From the man’s point of view, all his actions are considered part of one lapse of awareness, requiring only a single sin offering. The woman, however, must bring a separate sin offering for each individual lapse, as each act is a new failure of awareness.
If the situation were reversed—if the man regained awareness between each act while the woman’s lapse remained unbroken—he would have to bring multiple sacrifices, whereas she would only need to make one.
Two people involved in the same act, in the exact same situation, nonetheless walk away with completely different outcomes in Divine law because each person’s level of awareness defines their own unique reality.(Mishneh Torah, Shegagot, Chapter 5, Halachah 1).
Remarkably, what Jewish law and Chassidut teach about dual perception and layered reality is now reflected in modern scientific discoveries.
In quantum mechanics, two observers studying the same physical system can obtain different results depending on how they choose to measure it.
Consider a pair of entangled particles shared between two observers, Alex and Bob. The particles are linked in such a way that their properties do not exist in a fixed state until measured.
If Alex measures, for example, the spin of his particle along the z-axis, and Bob does the same, their outcomes will be predictably correlated. But if Bob instead chooses to measure along a different axis, say the x-axis, his result will be entirely different and no longer directly predictable from Alex's measurement, even though both are looking at the “same” entangled pair.
The crucial point is that the quantum state does not reveal a single fixed reality independent of observation. Rather, the specific measurement “collapses” the state, meaning the outcome depends not only on the system itself but on how it is approached.
Alex and Bob experience different realities because of the choices they made in perceiving the same object.
This scientific phenomenon parallels the Torah’s teaching: two people may encounter the same situation, but the reality each one lives within depends heavily on their perspective, their awareness, and the choices they make in how they respond.
A well-known story of the Rebbe further illustrates this truth in the realm of faith and Divine blessing.
Once, a man approached the Rebbe, deeply worried about his ailing father in Israel. The Rebbe told him the well-known phrase: “Think good, and it will be good.” That was on Thursday.

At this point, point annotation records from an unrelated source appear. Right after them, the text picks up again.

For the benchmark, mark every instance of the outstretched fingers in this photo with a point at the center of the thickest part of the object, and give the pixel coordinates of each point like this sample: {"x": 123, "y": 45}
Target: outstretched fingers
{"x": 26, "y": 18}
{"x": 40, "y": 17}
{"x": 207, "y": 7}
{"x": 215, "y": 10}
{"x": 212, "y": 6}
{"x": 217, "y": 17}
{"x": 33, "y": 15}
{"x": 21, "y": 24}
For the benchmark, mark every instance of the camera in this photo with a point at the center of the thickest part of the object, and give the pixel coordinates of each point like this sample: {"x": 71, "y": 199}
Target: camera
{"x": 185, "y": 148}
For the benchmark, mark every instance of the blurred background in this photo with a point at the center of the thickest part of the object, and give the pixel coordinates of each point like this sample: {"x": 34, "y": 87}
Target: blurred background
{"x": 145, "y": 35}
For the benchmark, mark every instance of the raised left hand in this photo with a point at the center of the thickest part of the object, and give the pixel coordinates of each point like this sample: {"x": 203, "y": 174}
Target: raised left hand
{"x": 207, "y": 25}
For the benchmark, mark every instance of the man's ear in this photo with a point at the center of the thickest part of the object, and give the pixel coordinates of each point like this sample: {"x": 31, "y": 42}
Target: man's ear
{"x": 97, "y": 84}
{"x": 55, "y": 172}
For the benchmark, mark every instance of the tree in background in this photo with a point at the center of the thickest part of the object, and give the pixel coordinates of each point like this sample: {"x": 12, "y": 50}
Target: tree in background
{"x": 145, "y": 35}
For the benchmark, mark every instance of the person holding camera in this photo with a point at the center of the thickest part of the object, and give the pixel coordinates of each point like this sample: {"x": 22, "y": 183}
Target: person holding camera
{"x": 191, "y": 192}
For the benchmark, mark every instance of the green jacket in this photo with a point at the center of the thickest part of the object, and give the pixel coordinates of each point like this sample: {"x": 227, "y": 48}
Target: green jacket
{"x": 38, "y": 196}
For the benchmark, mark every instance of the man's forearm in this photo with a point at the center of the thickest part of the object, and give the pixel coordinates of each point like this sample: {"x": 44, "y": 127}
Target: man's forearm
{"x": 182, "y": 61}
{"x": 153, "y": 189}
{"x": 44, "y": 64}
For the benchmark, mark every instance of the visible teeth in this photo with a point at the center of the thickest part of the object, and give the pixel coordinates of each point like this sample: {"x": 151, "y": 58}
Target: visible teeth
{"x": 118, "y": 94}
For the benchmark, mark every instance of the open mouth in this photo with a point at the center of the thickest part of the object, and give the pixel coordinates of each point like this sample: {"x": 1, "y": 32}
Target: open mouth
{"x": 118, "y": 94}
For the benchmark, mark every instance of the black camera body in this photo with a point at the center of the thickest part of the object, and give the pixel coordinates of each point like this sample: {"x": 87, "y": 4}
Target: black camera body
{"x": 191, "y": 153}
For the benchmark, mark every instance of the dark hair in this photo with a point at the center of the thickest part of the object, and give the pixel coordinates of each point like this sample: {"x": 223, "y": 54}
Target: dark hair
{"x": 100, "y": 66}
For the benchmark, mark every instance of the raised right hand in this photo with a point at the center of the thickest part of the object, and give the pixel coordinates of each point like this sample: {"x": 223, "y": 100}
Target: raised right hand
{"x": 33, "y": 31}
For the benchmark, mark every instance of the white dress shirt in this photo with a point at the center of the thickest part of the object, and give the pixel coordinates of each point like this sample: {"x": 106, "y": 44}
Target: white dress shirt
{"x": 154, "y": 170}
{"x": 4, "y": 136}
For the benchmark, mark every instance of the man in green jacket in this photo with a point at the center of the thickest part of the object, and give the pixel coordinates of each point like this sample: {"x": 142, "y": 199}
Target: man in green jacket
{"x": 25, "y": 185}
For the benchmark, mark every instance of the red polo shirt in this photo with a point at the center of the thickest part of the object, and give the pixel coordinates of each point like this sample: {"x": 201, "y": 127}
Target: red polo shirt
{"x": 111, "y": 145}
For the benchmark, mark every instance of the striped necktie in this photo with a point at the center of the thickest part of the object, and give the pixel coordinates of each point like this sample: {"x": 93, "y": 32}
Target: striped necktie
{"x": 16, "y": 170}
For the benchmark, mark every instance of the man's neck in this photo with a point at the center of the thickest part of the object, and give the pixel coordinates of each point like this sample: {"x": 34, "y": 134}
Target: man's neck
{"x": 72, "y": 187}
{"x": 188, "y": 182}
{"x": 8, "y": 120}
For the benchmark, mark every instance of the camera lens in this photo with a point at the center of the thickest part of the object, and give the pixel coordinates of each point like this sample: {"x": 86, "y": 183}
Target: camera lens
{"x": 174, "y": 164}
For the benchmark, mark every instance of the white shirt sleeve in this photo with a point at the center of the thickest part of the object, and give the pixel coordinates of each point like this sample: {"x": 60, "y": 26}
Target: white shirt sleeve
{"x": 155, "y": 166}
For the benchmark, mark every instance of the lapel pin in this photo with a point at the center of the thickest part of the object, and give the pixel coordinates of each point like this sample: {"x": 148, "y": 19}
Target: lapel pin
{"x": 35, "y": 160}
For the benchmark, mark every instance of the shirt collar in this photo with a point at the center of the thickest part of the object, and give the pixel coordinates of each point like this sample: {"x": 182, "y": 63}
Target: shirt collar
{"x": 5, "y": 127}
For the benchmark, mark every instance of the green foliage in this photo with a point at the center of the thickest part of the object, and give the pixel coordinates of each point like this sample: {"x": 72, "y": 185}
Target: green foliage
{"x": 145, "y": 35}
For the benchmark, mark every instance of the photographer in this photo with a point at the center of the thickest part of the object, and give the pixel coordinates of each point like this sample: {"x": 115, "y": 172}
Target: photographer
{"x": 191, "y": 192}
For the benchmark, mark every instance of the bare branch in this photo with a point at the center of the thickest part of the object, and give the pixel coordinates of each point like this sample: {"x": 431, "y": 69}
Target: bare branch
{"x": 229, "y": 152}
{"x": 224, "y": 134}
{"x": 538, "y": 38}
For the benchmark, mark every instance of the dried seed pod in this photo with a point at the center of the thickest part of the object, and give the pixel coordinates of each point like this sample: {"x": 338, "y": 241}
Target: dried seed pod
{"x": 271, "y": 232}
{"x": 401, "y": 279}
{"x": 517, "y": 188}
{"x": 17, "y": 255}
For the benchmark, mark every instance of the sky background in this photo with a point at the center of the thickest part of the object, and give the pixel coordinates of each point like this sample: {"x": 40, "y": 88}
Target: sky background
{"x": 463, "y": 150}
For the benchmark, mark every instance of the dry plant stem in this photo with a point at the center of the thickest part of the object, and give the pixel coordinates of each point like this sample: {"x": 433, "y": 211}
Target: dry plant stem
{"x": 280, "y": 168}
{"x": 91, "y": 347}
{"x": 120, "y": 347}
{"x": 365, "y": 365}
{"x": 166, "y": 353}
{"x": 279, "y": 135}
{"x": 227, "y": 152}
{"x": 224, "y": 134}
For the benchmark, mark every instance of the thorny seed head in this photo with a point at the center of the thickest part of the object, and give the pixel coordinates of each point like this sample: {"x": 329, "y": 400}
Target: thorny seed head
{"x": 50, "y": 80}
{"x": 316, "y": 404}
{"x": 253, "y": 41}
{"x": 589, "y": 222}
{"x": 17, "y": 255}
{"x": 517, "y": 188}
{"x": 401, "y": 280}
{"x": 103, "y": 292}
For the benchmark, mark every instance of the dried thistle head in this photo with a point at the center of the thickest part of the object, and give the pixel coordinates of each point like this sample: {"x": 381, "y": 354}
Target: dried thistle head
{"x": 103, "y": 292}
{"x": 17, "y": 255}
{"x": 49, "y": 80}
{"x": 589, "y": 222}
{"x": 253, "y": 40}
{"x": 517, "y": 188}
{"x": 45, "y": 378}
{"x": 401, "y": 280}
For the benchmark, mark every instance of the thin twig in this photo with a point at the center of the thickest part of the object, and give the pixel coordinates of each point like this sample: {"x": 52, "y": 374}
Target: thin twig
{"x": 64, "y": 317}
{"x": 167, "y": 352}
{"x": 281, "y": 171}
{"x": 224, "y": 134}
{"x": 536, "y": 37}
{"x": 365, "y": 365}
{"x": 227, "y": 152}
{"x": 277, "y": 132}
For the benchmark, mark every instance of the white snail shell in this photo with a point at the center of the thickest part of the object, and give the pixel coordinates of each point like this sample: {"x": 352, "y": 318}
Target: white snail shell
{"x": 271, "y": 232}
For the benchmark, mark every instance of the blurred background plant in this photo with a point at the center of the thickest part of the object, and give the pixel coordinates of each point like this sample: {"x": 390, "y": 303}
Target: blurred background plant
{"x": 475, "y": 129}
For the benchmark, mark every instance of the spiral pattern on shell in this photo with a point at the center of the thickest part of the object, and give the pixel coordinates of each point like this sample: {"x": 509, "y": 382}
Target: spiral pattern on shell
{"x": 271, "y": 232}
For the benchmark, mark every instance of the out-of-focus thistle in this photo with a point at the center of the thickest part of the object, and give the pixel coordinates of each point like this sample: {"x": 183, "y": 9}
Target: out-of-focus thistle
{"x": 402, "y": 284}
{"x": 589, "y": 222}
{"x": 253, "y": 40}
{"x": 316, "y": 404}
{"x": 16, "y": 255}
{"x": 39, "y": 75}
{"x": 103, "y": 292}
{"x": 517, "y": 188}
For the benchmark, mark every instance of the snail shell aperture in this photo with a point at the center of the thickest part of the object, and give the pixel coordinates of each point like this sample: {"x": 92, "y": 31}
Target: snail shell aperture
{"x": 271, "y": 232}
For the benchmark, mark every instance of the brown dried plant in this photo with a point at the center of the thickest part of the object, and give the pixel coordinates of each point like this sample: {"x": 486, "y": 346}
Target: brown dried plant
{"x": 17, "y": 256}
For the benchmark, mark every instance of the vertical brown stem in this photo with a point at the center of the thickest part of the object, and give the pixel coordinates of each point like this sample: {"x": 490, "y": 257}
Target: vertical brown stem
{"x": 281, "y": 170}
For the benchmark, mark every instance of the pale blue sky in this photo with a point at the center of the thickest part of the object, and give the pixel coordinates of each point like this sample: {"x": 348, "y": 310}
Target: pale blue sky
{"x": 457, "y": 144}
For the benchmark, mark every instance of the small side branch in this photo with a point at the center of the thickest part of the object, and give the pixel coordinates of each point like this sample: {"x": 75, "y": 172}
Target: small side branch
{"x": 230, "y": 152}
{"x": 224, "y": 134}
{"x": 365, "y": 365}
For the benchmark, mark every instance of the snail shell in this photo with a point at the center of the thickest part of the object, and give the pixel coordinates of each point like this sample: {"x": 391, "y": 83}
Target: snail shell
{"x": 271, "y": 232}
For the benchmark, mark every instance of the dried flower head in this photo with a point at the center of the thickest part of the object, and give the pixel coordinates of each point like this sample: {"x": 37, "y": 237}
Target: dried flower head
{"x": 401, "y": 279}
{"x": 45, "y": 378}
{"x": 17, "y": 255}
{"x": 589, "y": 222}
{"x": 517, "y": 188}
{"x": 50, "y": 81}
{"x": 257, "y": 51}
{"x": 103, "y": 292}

On Sunday, after afternoon prayers, the Rebbe asked the man about his father’s condition. The man replied, “Thank G‑d, they tell me in Israel he’s been getting better since last Thursday.” The Rebbe then asked, “When did you begin to truly place your trust in God, with real bitachon, that your father would recover?” The man thought and answered, “On Thursday.”
The Rebbe emphasized that this was no coincidence—the moment the man increased his trust in God, the channels of Divine blessing opened, allowing improvement to start.
This story emphasizes how the personal outlook a person brings to an experience is not just an abstract belief or passive acceptance, but a lived state of trust that transforms one’s internal perspective and, in turn, can shape external reality.
Joy, trust, and awareness—the way one chooses to engage with life—are not only psychological tools but, according to both Torah and modern science, active forces that influence reality.